SSB 1163 is the Voter ID/elections  bill that was introduced by Secretary of State (SOS) Paul Pate. The bill:

  • Requires voters to present ID to vote. Restricts types of ID that can be used, including not allowing college-issued IDs to be eligible for purposes of registering to vote.
  • Does not allow for the request for an absentee ballot if it is more than 120 days before the date of the election. It also pushes back the latest date to request an absentee ballot to 10 days before the General Election and 11 days before the Primary Election.
  • Sets the turnaround deadline for voter registration applications obtained by political party agents to seven days.
  • If within three days of the voter registration deadline, the application must be turned in within 24 hours.

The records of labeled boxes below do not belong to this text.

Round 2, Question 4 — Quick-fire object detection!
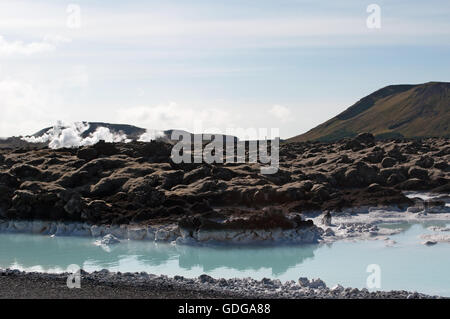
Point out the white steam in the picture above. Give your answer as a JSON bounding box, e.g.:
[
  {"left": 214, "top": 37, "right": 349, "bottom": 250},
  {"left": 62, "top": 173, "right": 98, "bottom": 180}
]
[
  {"left": 22, "top": 122, "right": 131, "bottom": 149},
  {"left": 138, "top": 130, "right": 165, "bottom": 142}
]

  • Changes the deadline for absentee ballot request from the Friday before the election to the same day as the voter registration deadline (10 days prior to the election).

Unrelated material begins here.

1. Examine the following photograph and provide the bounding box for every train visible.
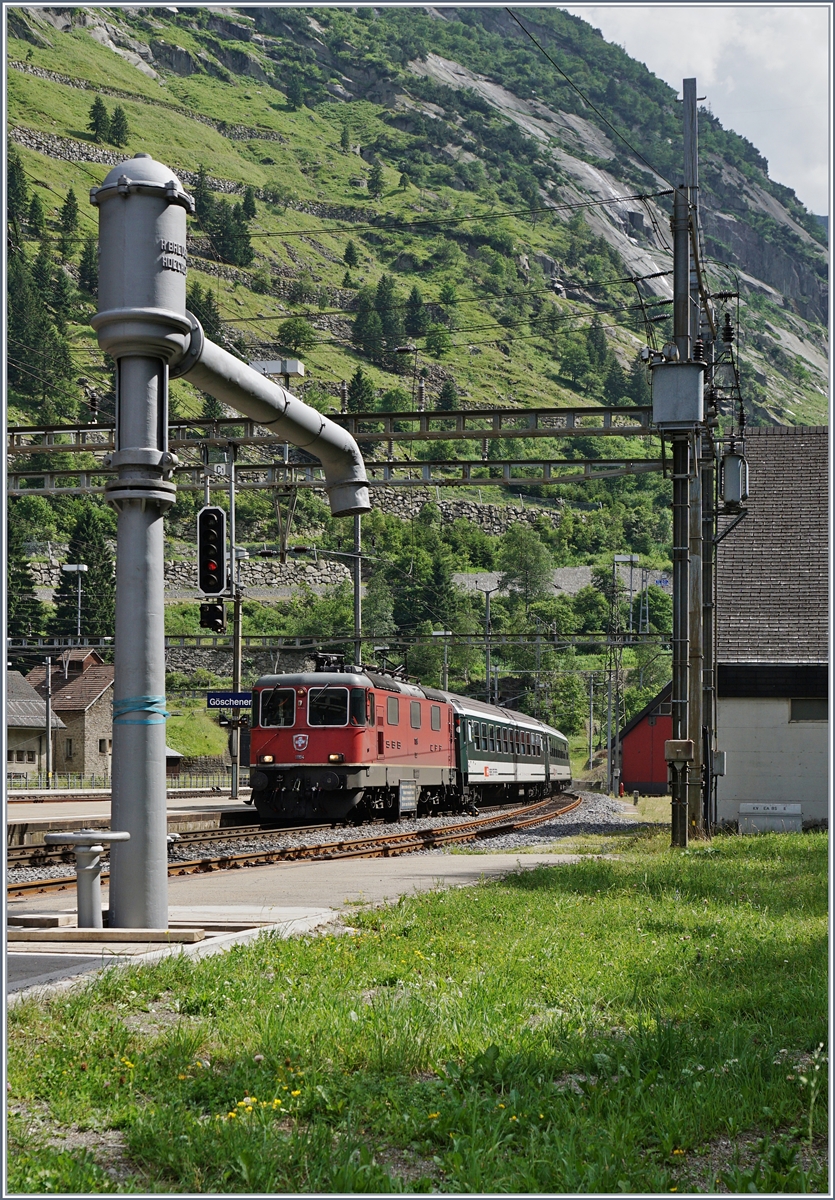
[250,655,571,823]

  • Requires voters to put their voter verification number on their absentee request form. A voter verification number is a voter’s driver’s license number or voter identification number on the card provided by the Secretary of State.
  • Establishes a new Voter Verification Card system. According to the SOS, there are 150,000 registered voters who do not have an ID. This does not include eligible voters who are currently not registered, which, according to the ACLU, total 260,349.

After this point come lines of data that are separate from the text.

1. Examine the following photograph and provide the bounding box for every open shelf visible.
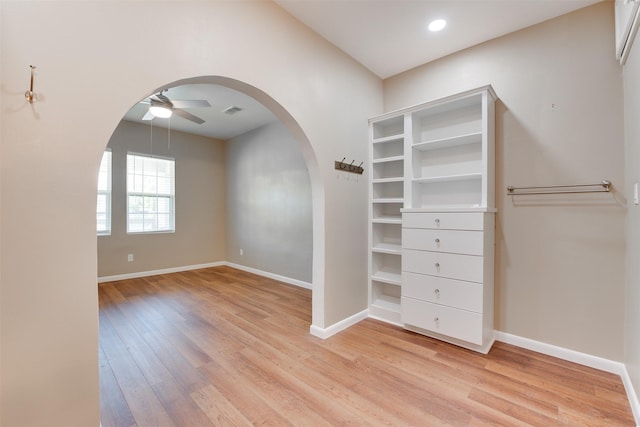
[413,132,482,151]
[411,174,483,208]
[371,243,402,255]
[371,252,401,285]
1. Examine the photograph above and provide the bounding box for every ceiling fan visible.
[141,91,211,124]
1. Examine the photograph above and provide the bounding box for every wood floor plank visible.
[99,266,635,427]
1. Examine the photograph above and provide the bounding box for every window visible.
[96,150,111,236]
[127,153,175,233]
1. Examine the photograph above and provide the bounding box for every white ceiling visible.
[124,0,601,140]
[274,0,600,79]
[124,84,276,140]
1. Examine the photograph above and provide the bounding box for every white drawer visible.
[402,272,482,313]
[402,212,485,230]
[402,228,484,255]
[402,249,484,283]
[401,297,482,345]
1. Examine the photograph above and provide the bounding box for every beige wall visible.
[0,1,382,427]
[226,122,313,284]
[624,17,640,417]
[98,121,226,277]
[384,2,637,361]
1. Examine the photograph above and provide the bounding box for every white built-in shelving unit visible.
[369,86,496,352]
[369,116,405,323]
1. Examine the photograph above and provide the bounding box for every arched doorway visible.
[100,76,324,324]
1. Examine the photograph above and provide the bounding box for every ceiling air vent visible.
[222,105,244,115]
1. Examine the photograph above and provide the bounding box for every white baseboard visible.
[98,261,227,283]
[224,262,313,289]
[98,261,313,289]
[620,367,640,427]
[495,331,640,427]
[495,331,624,375]
[309,310,369,340]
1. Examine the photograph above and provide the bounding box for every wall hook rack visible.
[24,65,36,104]
[334,157,364,175]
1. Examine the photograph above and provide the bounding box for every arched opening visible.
[99,76,324,325]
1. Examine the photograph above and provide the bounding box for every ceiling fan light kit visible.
[141,90,211,124]
[149,105,171,119]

    • NOTE: An amendment state that this only applies if the Legislature appropriates enough money for the cards. The estimated cost for the initial startup is $400,000. The estimated annual cost in subsequent years is $85,000.
  • Establishes a new Voter Identity & Signature Verification system (which would apply to all elections held on or after July 1, 2017). Current law allows for a registered voter to vote in an election in Iowa without having to show a form of identification. However, a precinct official may currently require a voter to show ID if they do not recognize them, if a person has moved from where they registered to vote or if their right to vote is being challenged. Under the proposed legislation, every Iowan must show poll workers an accepted form of identification before receiving a ballot. Accepted forms of identification include:
    • Voter Verification Card
    • Iowa Driver’s License/Non Operator’s ID
    • United States passport
    • United States military ID or veterans ID (a veterans ID that does not contain a signature is not subject to challenge)
    • Letter or card from county auditor confirming the registration, as long as it is signed before being presented to the election official.
  • If a registered voter cannot provide the required identification, they may also present these forms of ID as long as they have a photo, expiration date and signature:
    • An out-of-state driver’s license/non-operator ID
    • An identification card issued by an employer
    • A student ID issued by an Iowa high school or Iowa postsecondary school
  • Requires poll workers to examine the ID to determine if voter appears to be person on the ID. If someone challenges the status of a voter or their ID, that person may still fill out a provisional ballot.
  • An amendment strikes the appropriation of $550,000 for the creation of an Electronic Poll Book Revolving Loan Fund, administered by the SOS.
    • The funds are to be loaned to county auditors for the purchase or update to electronic poll book technology.
    • Money spent cannot exceed 30 percent of money in the loan fund, and loans should not bear interest.
  • Bans the use of photographic devices and the display of voted ballots if the intent is to interfere with other voters or orderly operation of the polling place. Currently, there is a ban on the use of cameras, telephones, pagers or other electronic communication devices in the voting booth.
  • Requires post-election audit of elections. The audits cannot overturn the results of an election.